Santos stressed that the peace with the Armed Revolutionary Forces of Colombia (FARC) was “an impossible dream” a few years ago and that the main challenge now was for the State to coordinate the agreement’s implementation “as soon as possible.”
“The main guarantee is the Colombians’ support, and I believe it will increase when they see the benefits of the accord,” Santos said.
He added he felt “very happy and honored” as recipient of the prestigious prize, which he is set to accept in the name of all Colombians, especially the victims of the conflict.
Santos arrived in Oslo with a retinue of 30 special guests, including victims and members of the negotiating team.
Conspicuously absent, however, were any FARC representatives.

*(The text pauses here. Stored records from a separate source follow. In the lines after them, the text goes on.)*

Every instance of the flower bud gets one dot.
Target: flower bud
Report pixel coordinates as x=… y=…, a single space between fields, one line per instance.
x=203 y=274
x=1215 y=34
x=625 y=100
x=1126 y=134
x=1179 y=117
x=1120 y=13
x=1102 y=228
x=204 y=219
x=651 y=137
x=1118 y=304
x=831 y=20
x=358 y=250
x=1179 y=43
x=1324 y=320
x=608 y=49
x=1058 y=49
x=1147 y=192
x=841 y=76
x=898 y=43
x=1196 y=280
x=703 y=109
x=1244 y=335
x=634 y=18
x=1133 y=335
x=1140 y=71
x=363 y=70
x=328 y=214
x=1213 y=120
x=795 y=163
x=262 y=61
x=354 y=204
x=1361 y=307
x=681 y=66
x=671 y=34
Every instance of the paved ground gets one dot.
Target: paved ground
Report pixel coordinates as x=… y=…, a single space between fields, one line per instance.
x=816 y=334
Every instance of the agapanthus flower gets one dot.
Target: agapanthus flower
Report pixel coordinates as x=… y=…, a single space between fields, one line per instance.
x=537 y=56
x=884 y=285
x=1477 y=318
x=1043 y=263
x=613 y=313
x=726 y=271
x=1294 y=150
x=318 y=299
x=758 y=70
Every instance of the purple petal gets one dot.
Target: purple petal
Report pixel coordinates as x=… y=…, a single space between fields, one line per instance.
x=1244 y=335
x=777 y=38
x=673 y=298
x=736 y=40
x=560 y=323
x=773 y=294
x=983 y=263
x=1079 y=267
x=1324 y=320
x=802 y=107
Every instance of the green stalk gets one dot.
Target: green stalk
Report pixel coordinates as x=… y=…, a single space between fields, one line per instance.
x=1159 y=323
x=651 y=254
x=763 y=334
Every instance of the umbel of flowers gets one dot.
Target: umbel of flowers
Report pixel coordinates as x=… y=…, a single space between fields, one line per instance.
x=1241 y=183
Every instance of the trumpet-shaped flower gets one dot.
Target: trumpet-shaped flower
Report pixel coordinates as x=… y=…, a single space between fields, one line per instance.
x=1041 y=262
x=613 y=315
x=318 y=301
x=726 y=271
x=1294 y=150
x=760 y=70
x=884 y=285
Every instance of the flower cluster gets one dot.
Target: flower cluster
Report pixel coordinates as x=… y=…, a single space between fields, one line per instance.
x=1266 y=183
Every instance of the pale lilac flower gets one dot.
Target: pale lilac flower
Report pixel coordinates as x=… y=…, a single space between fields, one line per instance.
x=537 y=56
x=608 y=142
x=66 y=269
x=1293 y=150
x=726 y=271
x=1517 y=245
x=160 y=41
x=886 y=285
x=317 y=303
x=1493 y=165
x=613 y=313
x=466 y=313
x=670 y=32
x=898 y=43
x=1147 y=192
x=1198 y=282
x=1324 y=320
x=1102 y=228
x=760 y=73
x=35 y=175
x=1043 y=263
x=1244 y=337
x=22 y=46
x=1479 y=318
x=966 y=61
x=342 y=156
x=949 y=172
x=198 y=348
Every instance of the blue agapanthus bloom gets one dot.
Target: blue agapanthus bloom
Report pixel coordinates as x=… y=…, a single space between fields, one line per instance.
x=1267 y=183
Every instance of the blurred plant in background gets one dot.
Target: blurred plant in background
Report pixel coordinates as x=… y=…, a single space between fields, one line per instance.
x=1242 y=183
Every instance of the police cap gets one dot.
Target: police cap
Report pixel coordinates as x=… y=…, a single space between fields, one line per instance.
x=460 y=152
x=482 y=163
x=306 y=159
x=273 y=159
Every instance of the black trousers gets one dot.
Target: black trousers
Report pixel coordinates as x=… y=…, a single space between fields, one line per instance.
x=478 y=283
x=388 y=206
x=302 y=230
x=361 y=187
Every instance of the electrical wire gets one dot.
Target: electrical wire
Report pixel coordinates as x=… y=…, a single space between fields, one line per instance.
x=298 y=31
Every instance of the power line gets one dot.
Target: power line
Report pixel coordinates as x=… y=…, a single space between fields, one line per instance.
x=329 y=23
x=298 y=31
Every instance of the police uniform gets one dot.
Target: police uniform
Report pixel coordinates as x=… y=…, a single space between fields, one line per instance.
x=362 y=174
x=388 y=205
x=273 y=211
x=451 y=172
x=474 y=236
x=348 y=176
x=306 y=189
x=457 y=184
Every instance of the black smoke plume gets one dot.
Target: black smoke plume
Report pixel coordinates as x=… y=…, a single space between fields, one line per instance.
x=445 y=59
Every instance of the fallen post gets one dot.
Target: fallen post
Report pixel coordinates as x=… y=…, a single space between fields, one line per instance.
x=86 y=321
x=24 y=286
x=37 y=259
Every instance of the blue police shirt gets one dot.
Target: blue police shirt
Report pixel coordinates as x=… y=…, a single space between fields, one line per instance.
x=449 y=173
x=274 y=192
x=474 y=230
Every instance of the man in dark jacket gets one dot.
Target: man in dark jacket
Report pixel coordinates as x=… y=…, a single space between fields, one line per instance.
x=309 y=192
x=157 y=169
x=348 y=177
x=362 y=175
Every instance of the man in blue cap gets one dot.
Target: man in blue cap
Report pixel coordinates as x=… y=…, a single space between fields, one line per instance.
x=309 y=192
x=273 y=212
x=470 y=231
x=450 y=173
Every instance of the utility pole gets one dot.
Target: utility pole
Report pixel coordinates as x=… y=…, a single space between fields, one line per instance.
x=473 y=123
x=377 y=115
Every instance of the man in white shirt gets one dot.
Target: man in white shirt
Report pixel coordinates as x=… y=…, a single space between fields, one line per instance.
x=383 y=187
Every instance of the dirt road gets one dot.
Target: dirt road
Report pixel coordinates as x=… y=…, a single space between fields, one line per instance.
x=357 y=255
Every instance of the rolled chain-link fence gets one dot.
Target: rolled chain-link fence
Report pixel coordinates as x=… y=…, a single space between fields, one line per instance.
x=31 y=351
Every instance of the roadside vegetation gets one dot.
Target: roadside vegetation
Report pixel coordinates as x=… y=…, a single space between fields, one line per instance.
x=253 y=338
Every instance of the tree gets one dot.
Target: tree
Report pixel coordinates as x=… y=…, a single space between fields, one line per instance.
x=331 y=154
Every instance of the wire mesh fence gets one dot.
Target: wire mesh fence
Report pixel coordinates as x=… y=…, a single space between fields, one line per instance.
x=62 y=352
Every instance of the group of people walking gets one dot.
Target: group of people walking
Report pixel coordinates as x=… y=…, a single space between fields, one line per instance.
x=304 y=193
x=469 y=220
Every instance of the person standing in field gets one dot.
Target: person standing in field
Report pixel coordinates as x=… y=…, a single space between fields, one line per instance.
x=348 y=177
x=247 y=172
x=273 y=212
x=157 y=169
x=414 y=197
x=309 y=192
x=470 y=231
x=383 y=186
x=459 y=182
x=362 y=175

He explained that he didn’t want to “create problems” for the Norwegian government, as the European Union and the United States still label the FARC as a terrorist group.
Santos did say that the rebels “will be here in heart and spirit.”
He added that the Colombian peace process could serve as an example for other conflict-ridden nations.
“Nothing is impossible. If there’s the will to reach an agreement, it can be done; you only have to create the necessary conditions,” Santos said.